Among the successes that his supporters will point to are steady falls in crime in London during his tenure, with the most recent figures showing a five per cent drop in the number of offences in the capital during the last 12 months.
Sir Ian Blair at a Sikh Gurdwara: The Met's relationship with some community groups had been riddled with problems
Ethnic minority recruitment has also risen sharply during Sir Ian's time as Commissioner, despite a recent spate of race discrimination cases launched by senior Asians within the force, while another plus has been his introduction of neighbourhood policing which has significantly increased the police presence on the streets.
Despite such positive developments, Sir Ian has rarely been popular either within the Met or outside the force and has regularly attracted criticism from all sides of the political spectrum.
Some have seen him as a 'politically correct' government stooge, while on the Left his handling of incidents such as the Forest Gate arrests, when one man was accidentally shot and hundreds of police deployed during an unsuccessful anti-terror raid, has raised doubts about his ability to deal effectively with the issues of Islamic extremism and counterterrorism.
Last November's conviction of the Met over the de Menezes killing led to fresh calls for Sir Ian to quit.
The publication soon after of a damning Independent Police Complaints Commission report into the shooting dented his support even further.
The head of the watchdog body later went on to say that Sir Ian's conduct had been responsible for much of the 'avoidable difficulty' which had hit the force in the wake of the shooting.

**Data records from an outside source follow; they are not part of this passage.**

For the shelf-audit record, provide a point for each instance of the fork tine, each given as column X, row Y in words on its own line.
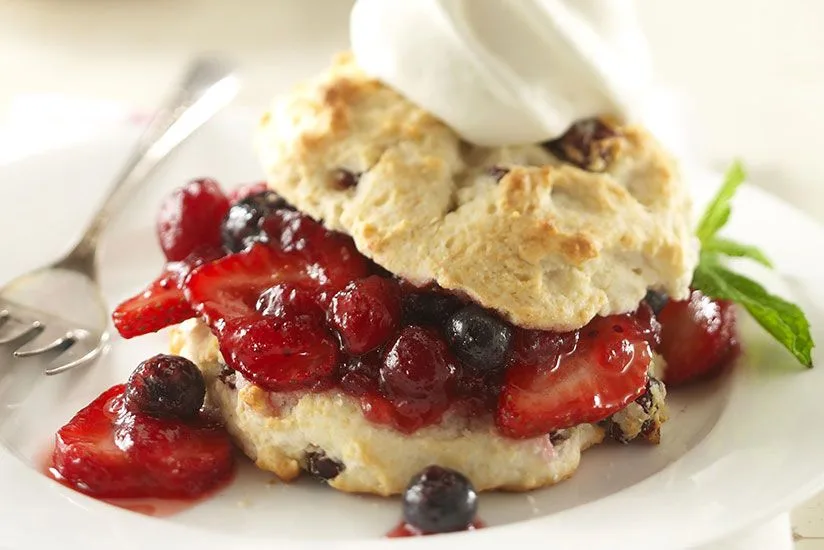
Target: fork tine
column 62, row 343
column 32, row 330
column 90, row 356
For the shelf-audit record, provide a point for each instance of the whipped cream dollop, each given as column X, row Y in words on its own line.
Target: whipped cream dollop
column 505, row 72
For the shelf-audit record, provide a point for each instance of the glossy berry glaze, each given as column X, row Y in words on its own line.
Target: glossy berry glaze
column 296, row 307
column 403, row 529
column 110, row 451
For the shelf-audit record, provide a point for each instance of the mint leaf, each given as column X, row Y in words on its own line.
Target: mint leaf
column 783, row 320
column 736, row 250
column 718, row 211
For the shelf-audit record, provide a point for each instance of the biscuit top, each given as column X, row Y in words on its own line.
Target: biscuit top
column 548, row 235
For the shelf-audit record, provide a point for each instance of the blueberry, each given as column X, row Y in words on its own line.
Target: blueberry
column 656, row 300
column 323, row 467
column 439, row 500
column 479, row 338
column 166, row 386
column 241, row 227
column 429, row 308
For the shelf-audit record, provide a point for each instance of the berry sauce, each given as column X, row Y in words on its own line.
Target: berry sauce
column 403, row 529
column 295, row 306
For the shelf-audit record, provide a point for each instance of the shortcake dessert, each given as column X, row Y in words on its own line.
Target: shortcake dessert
column 397, row 298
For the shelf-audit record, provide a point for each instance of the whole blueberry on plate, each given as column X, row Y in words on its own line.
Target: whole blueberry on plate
column 439, row 500
column 166, row 386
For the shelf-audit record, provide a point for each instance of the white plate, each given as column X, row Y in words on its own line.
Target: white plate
column 736, row 452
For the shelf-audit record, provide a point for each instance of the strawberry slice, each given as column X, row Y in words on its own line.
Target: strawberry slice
column 698, row 338
column 162, row 303
column 108, row 452
column 280, row 355
column 578, row 382
column 229, row 288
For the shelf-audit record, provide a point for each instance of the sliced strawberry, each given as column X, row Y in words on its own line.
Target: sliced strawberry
column 230, row 287
column 190, row 218
column 279, row 355
column 334, row 256
column 163, row 303
column 108, row 452
column 698, row 338
column 605, row 371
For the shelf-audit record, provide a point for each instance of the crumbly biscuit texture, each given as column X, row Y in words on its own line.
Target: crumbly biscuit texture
column 548, row 243
column 279, row 431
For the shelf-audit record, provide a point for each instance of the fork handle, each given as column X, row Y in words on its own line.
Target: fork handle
column 208, row 85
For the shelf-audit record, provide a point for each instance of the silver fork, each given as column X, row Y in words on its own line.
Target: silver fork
column 59, row 310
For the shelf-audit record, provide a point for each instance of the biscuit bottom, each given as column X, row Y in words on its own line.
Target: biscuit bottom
column 283, row 432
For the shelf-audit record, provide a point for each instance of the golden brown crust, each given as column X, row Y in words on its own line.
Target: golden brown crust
column 550, row 245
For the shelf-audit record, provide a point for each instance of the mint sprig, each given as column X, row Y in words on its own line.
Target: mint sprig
column 783, row 320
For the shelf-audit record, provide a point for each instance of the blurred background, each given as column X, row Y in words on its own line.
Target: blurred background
column 747, row 74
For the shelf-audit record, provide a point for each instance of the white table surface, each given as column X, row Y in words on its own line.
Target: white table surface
column 750, row 73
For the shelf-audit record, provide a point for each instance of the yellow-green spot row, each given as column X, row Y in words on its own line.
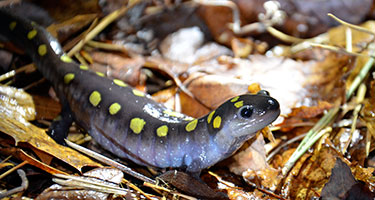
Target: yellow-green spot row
column 238, row 104
column 234, row 99
column 209, row 118
column 162, row 131
column 114, row 108
column 217, row 122
column 68, row 78
column 191, row 125
column 32, row 34
column 42, row 49
column 66, row 59
column 119, row 82
column 95, row 98
column 138, row 93
column 100, row 74
column 137, row 124
column 12, row 25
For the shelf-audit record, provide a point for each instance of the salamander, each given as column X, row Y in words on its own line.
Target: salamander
column 128, row 122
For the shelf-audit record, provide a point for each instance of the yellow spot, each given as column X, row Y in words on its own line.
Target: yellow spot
column 138, row 93
column 12, row 25
column 162, row 131
column 234, row 99
column 209, row 118
column 191, row 125
column 217, row 122
column 66, row 59
column 83, row 67
column 32, row 34
column 100, row 74
column 114, row 108
column 137, row 124
column 42, row 49
column 238, row 104
column 119, row 82
column 68, row 78
column 95, row 98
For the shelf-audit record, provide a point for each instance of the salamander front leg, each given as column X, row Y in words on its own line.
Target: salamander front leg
column 61, row 124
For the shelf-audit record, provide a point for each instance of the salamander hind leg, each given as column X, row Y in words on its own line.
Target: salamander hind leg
column 60, row 126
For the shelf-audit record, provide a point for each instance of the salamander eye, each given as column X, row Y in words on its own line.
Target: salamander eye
column 246, row 111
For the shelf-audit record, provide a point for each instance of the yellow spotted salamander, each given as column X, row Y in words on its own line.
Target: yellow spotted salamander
column 127, row 122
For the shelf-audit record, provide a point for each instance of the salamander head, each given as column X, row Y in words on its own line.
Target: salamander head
column 244, row 116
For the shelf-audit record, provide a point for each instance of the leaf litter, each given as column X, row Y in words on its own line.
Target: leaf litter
column 194, row 66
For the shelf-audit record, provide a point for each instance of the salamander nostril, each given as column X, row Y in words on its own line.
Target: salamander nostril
column 273, row 104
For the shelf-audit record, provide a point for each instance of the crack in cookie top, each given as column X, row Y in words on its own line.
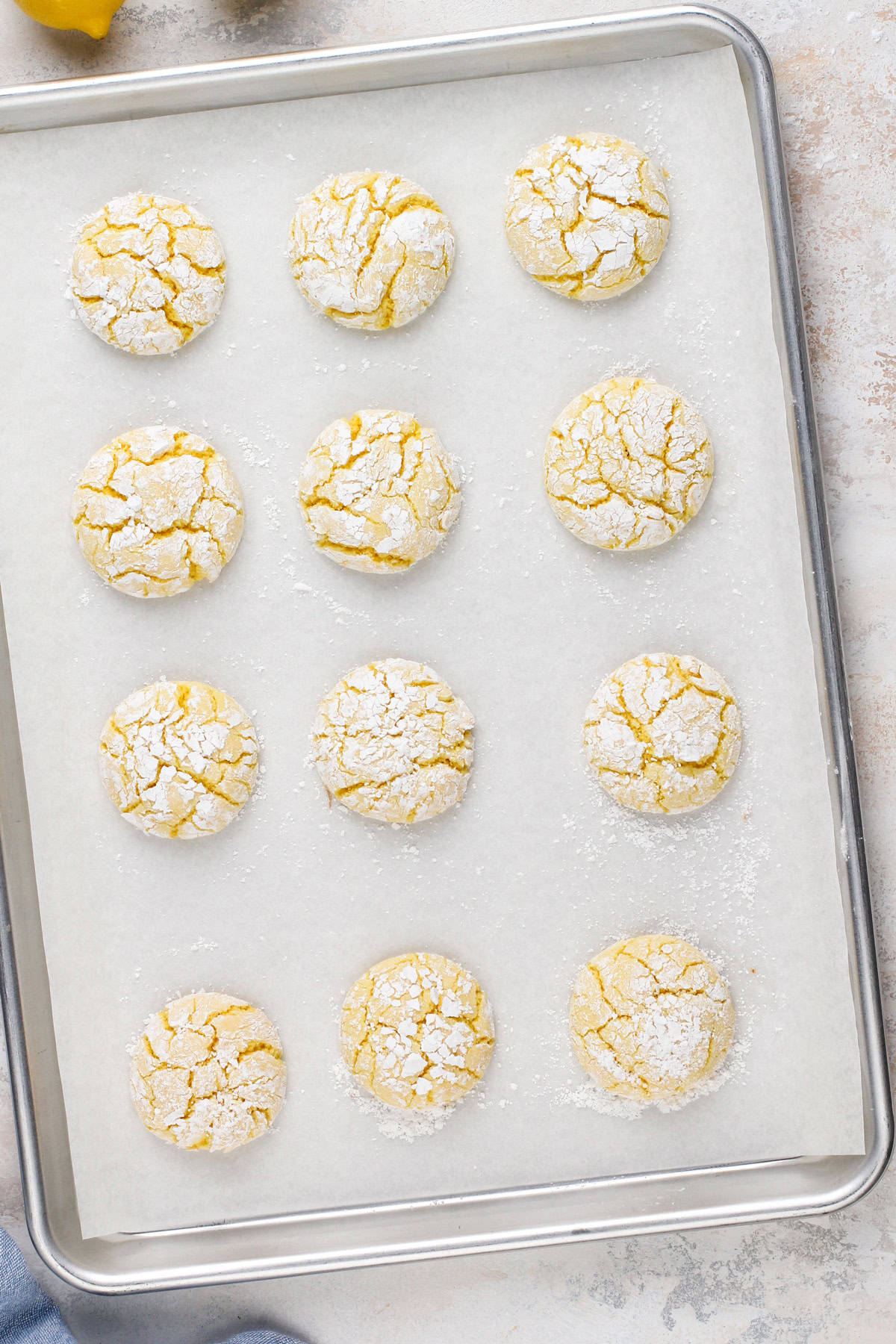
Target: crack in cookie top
column 148, row 273
column 662, row 732
column 417, row 1031
column 370, row 249
column 158, row 510
column 628, row 464
column 650, row 1018
column 379, row 492
column 179, row 759
column 208, row 1073
column 393, row 742
column 588, row 215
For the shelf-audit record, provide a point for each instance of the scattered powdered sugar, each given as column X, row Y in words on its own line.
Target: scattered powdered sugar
column 590, row 1095
column 391, row 1121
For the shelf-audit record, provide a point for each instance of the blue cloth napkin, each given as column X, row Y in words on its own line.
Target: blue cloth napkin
column 28, row 1316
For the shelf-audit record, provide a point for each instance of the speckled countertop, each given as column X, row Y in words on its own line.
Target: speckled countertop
column 822, row 1280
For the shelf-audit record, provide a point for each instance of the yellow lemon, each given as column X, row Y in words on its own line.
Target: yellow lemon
column 90, row 16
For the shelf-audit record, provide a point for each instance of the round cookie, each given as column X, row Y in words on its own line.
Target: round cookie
column 662, row 732
column 650, row 1018
column 588, row 215
column 208, row 1073
column 417, row 1031
column 179, row 759
column 148, row 273
column 379, row 492
column 370, row 249
column 393, row 742
column 158, row 510
column 628, row 464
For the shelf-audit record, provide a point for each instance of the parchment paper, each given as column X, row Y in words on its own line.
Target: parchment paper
column 538, row 868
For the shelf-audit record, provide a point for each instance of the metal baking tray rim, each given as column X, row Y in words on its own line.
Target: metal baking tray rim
column 676, row 1201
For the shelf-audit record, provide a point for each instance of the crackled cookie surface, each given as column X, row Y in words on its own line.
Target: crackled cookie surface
column 379, row 492
column 650, row 1018
column 370, row 249
column 208, row 1073
column 662, row 732
column 148, row 273
column 628, row 464
column 588, row 215
column 158, row 510
column 393, row 742
column 179, row 759
column 417, row 1031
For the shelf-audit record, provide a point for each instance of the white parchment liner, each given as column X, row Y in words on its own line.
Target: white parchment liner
column 538, row 868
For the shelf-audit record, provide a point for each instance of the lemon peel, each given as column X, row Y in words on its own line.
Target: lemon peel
column 90, row 16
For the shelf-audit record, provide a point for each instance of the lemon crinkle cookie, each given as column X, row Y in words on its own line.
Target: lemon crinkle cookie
column 148, row 273
column 158, row 510
column 393, row 742
column 370, row 249
column 379, row 492
column 417, row 1031
column 650, row 1018
column 662, row 732
column 628, row 464
column 588, row 215
column 179, row 759
column 208, row 1073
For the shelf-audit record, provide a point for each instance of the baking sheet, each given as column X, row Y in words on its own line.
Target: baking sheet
column 538, row 868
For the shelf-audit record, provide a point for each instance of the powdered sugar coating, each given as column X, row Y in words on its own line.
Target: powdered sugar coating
column 417, row 1031
column 393, row 742
column 588, row 215
column 662, row 732
column 628, row 464
column 378, row 491
column 148, row 273
column 179, row 759
column 650, row 1018
column 208, row 1073
column 158, row 510
column 370, row 249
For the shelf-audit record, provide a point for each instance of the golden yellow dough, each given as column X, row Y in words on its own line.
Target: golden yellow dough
column 393, row 742
column 628, row 464
column 650, row 1018
column 662, row 732
column 370, row 249
column 179, row 759
column 208, row 1073
column 379, row 492
column 588, row 215
column 148, row 273
column 417, row 1031
column 158, row 510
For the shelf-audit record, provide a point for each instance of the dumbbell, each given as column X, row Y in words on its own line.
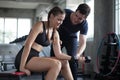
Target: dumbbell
column 87, row 59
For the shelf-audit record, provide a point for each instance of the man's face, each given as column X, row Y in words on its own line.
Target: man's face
column 78, row 18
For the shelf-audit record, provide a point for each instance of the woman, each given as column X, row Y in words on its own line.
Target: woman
column 42, row 34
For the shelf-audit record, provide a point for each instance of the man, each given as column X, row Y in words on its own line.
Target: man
column 74, row 22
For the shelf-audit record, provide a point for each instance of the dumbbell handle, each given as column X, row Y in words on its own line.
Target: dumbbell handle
column 87, row 59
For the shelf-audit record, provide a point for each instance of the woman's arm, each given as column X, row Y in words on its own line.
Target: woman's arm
column 57, row 48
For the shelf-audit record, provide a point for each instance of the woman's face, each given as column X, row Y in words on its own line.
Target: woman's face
column 57, row 20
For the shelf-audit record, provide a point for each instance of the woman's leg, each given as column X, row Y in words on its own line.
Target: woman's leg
column 66, row 71
column 52, row 66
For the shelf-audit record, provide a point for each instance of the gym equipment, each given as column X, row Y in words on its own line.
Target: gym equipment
column 108, row 55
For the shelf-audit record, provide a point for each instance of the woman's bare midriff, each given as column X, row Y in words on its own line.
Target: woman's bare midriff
column 37, row 47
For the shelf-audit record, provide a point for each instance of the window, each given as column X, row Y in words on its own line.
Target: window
column 12, row 28
column 117, row 16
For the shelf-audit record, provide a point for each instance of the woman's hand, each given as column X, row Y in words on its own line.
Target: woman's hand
column 26, row 71
column 81, row 59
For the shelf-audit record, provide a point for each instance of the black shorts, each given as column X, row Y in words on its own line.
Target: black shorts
column 33, row 53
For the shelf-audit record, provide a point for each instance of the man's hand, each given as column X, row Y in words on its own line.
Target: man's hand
column 86, row 59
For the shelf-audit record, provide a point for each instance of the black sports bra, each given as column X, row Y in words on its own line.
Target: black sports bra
column 42, row 38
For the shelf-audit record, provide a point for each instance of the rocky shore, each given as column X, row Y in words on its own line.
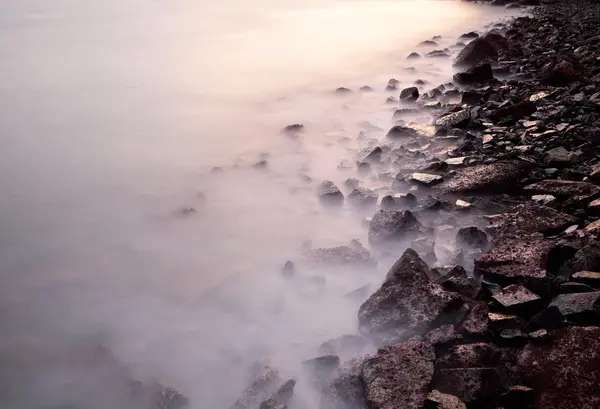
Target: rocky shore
column 508, row 314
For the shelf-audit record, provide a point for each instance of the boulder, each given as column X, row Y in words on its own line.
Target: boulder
column 398, row 376
column 477, row 51
column 565, row 371
column 478, row 74
column 407, row 303
column 409, row 94
column 329, row 193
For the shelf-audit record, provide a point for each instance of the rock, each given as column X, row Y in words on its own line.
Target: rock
column 363, row 197
column 477, row 51
column 491, row 178
column 587, row 277
column 471, row 238
column 471, row 385
column 409, row 94
column 581, row 308
column 530, row 218
column 565, row 371
column 426, row 179
column 346, row 389
column 329, row 193
column 398, row 376
column 391, row 226
column 458, row 119
column 566, row 189
column 477, row 355
column 478, row 74
column 517, row 299
column 523, row 257
column 407, row 303
column 438, row 400
column 516, row 111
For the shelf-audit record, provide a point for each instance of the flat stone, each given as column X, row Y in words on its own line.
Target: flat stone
column 398, row 376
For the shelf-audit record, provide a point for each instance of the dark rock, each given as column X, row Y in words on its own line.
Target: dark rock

Although Met officials tried to keep him out of the limelight, aware of his propensity to stir controversy with rash comments, he managed to anger the Director of Public Prosecutions Sir Ken Macdonald - and embarrass senior officers within his own force - with inaccurate comments criticising the failure to charge supermodel Kate Moss over pictures showing her apparently taking cocaine.
This succession of incidents, combined with frosty personal relations with some of his most senior colleagues, left support for the Met Commissioner ebbing away.